First meeting: tba
Jerome Mathieu, Sorbonne University, France
Nico Eisenhauer, iDiv, Leipzig, Germany
iDiv members: Nico Eisenhauer
Understanding ecosystem functioning and primary productivity requires a good understanding of the effects of human activity on soil macrofauna communities, and how these effects vary across localities. In the project sOilFauna, we will synthesize for the first time the links between human activity, soil macrofauna communities, and primary productivity and how they depend on large-scale gradients such as climate. We will analyze the most comprehensive soil macrofauna database the - MACROFAUNA database- , which collates abundance data of 17 soil invertebrate groups produced with a standardized method at 8700 sites around the world.
Our work will address three overarching questions:
1) How are soil macrofauna communities and their diversity distributed around the globe?
2) What are the effects of the key agricultural practices and land management on soil macrofauna communities across climates?

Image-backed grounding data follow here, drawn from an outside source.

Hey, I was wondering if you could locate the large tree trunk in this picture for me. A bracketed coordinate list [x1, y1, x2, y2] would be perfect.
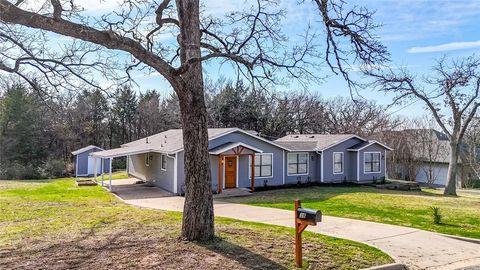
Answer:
[444, 141, 459, 196]
[176, 0, 214, 241]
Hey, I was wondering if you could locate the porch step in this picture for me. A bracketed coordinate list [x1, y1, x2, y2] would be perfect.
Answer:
[214, 188, 252, 198]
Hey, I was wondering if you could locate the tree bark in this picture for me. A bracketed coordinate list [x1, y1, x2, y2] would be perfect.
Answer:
[176, 0, 214, 241]
[444, 141, 459, 196]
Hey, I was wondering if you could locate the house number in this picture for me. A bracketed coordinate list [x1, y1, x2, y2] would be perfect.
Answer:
[299, 213, 307, 219]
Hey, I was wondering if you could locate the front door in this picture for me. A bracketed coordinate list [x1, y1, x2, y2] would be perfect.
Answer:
[225, 156, 237, 188]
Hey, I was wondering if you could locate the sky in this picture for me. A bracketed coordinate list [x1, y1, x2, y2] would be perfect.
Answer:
[132, 0, 480, 117]
[9, 0, 480, 118]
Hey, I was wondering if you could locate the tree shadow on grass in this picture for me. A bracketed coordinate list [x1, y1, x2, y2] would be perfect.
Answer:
[199, 237, 288, 270]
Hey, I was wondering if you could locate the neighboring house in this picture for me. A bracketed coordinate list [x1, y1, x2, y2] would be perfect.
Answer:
[72, 145, 111, 177]
[380, 129, 475, 187]
[90, 128, 392, 195]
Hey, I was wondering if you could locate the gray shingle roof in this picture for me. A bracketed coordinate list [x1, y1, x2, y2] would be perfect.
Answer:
[72, 145, 103, 155]
[275, 134, 361, 151]
[122, 128, 237, 153]
[92, 128, 289, 158]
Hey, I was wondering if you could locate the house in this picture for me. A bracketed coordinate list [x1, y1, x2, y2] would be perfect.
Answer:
[90, 128, 392, 194]
[72, 145, 111, 177]
[376, 129, 476, 187]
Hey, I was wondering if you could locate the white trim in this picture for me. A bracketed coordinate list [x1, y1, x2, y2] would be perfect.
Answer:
[287, 152, 309, 176]
[248, 153, 274, 179]
[90, 148, 159, 159]
[282, 150, 285, 184]
[209, 142, 264, 155]
[75, 155, 79, 178]
[101, 158, 104, 187]
[357, 151, 360, 181]
[173, 154, 178, 194]
[332, 152, 344, 174]
[384, 149, 387, 178]
[108, 157, 113, 191]
[320, 152, 324, 182]
[72, 145, 104, 155]
[236, 156, 239, 187]
[364, 152, 382, 174]
[347, 140, 393, 151]
[160, 154, 167, 171]
[319, 135, 367, 151]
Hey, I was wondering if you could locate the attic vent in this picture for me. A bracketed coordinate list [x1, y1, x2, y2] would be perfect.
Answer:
[146, 137, 149, 144]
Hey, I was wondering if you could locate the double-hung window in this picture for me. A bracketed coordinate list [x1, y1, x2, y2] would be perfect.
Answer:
[364, 152, 381, 173]
[333, 152, 343, 174]
[287, 153, 308, 175]
[249, 153, 273, 178]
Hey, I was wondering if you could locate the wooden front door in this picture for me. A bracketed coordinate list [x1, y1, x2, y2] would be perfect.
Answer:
[224, 156, 237, 188]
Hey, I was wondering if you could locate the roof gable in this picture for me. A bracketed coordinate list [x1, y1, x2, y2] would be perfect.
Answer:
[71, 145, 103, 155]
[275, 134, 367, 151]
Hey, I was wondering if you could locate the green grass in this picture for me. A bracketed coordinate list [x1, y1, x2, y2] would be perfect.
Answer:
[76, 170, 129, 180]
[0, 179, 392, 269]
[223, 185, 480, 239]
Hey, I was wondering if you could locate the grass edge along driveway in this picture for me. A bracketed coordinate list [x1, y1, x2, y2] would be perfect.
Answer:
[0, 178, 392, 269]
[223, 185, 480, 239]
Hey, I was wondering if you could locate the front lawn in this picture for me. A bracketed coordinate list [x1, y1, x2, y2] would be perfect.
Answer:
[0, 179, 392, 269]
[223, 185, 480, 239]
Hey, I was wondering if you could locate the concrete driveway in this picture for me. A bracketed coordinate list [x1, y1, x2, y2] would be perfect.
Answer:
[110, 182, 480, 270]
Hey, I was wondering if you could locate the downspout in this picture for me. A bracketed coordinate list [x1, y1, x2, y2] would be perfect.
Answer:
[315, 148, 323, 182]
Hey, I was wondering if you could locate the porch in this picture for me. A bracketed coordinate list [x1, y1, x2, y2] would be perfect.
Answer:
[209, 142, 263, 194]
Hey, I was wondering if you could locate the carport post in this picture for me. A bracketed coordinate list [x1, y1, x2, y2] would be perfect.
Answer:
[101, 158, 104, 187]
[93, 157, 97, 182]
[109, 157, 113, 191]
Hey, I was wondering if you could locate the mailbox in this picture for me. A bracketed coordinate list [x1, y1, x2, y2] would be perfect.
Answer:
[294, 199, 322, 268]
[296, 207, 322, 223]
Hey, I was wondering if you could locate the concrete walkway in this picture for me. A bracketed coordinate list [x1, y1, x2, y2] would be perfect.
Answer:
[109, 181, 480, 270]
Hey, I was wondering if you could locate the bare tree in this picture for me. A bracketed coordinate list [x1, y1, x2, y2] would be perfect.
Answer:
[368, 56, 480, 196]
[0, 0, 387, 240]
[411, 118, 443, 186]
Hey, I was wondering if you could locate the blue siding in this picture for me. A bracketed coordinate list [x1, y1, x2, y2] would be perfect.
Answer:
[357, 144, 387, 182]
[284, 151, 318, 184]
[75, 147, 110, 177]
[321, 138, 363, 182]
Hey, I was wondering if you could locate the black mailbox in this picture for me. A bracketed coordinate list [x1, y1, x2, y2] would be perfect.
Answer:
[296, 208, 322, 223]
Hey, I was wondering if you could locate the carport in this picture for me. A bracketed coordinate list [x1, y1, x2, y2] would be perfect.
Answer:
[90, 145, 156, 191]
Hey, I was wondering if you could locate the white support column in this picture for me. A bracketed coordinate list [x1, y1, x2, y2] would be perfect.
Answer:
[93, 157, 98, 182]
[109, 157, 113, 191]
[101, 158, 104, 187]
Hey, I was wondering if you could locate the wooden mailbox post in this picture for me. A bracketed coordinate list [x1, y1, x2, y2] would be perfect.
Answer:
[294, 199, 322, 268]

3) What are the links between soil macrofauna communities and primary productivity?
The project will release:
● The MACROFAUNA database, with georeferenced data of soil macrofauna abundance, soil properties, human practices, and vegetation productivity (accompanied by a paper in Scientific Data);
● Global 100x100m high-resolution interactive maps of abundance and biomass of the 17 soil taxa, together with their taxonomic richness and functional diversity;
● A series of scientific articles in top journals.
Our results will produce critical knowledge for developing evidence-based strategies in order to succeed in the agro-ecological transition of managed landscapes, and will constitute a major milestone in the general understanding of soil ecology and ecosystem functioning.